CDC Public Health Data and ArcGIS Online
This tutorial covers basic public health geospatial data concepts and the visualization of public health data using state-level data from the US Centers for Disease Control and Prevention.
The Centers for Disease Control and Prevention
The Centers for Disease Control and Prevention (CDC) is the US federal government's premier public health agency. The CDC works to "protect America from health, safety and security threats, both foreign and in the U.S. Whether diseases start at home or abroad, are chronic or acute, curable or preventable, human error or deliberate attack, CDC fights disease and supports communities and citizens to do the same" (CDC 2019a).
The CDC began operation in 1946 as Communicable Disease Center, with a focus on malaria prevention. The CDC is an agency under the US Department of Health and Human Services (HHS) and is headquartered in Atlanta, GA (CDC 2019b).
A fundamental part of the agency's mission is surveillance, and in that role the CDC collects and disseminates a vast array of public health data, contributing to the work of public health researchers around the world.
Measuring Public Health
Incidence vs. Prevalence vs. Mortality
There are three common types of values used to measure the extent of health conditions:
- Incidence is the number of new diagnoses of a health condition within a specific area and time
- Prevalence is the number of people that have a health condition within a specific area and time
- Mortality is the number of people that have died as a result of a health condition within a specific area and time
Incidence is often most appropriate for acute conditions, like influenza, where the beginning of symptoms is fairly clear, but the duration of the illness is comparatively short.
Prevalence rather than incidence is often a more appropriate measure for chronic diseases such as diabetes or osteoarthritis which have long duration and where it can be difficult to detect or assign the exact date of onset.
However, accurate prevalence information is often more-difficult to capture than incidence information, since incidence data can be collected from doctors through public health reporting systems, but individuals who have chronic health conditions may not be under the regular care of medical professionals.
Mortality data is widely available, since deaths are vital records tracked by local government officials.

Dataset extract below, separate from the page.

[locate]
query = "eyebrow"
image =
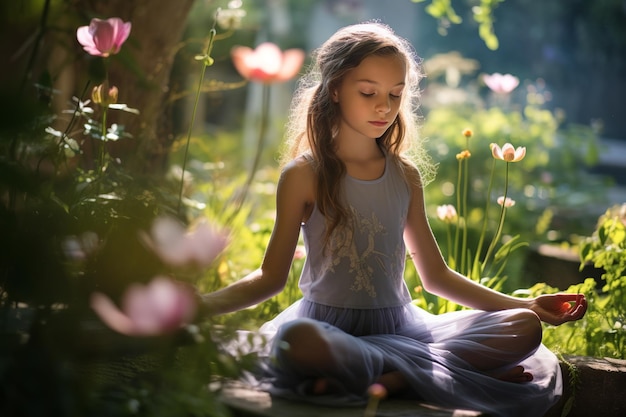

However, since there can be multiple factors contributing to a person's death, cause of death information may not fully reflect the extent of specific health conditions.
Counts vs. Rates
Incidence, prevalence, and mortality can be expressed as counts or rates:
- Counts are the number of people affected in a specific area and time
- Rates are the proportion of people affected in a specific area and time
Rates are often more useful than counts because rates permit comparison between different geographic areas (especially when they have different populations) or across different times.
A rate is calculated by dividing the count by the population, and represents the frequency with which a health condition occurs.
For example, a large city will almost always have a higher count of a health condition compared to a small rural county, but the small county can have a higher rate if they are being more seriously impacted by an epidemic than the large city. Likewise, if a city grows over time, the count of people affected by a health condition will increase, but if the rate is the same, you can know that the effect of that condition is still largely the same.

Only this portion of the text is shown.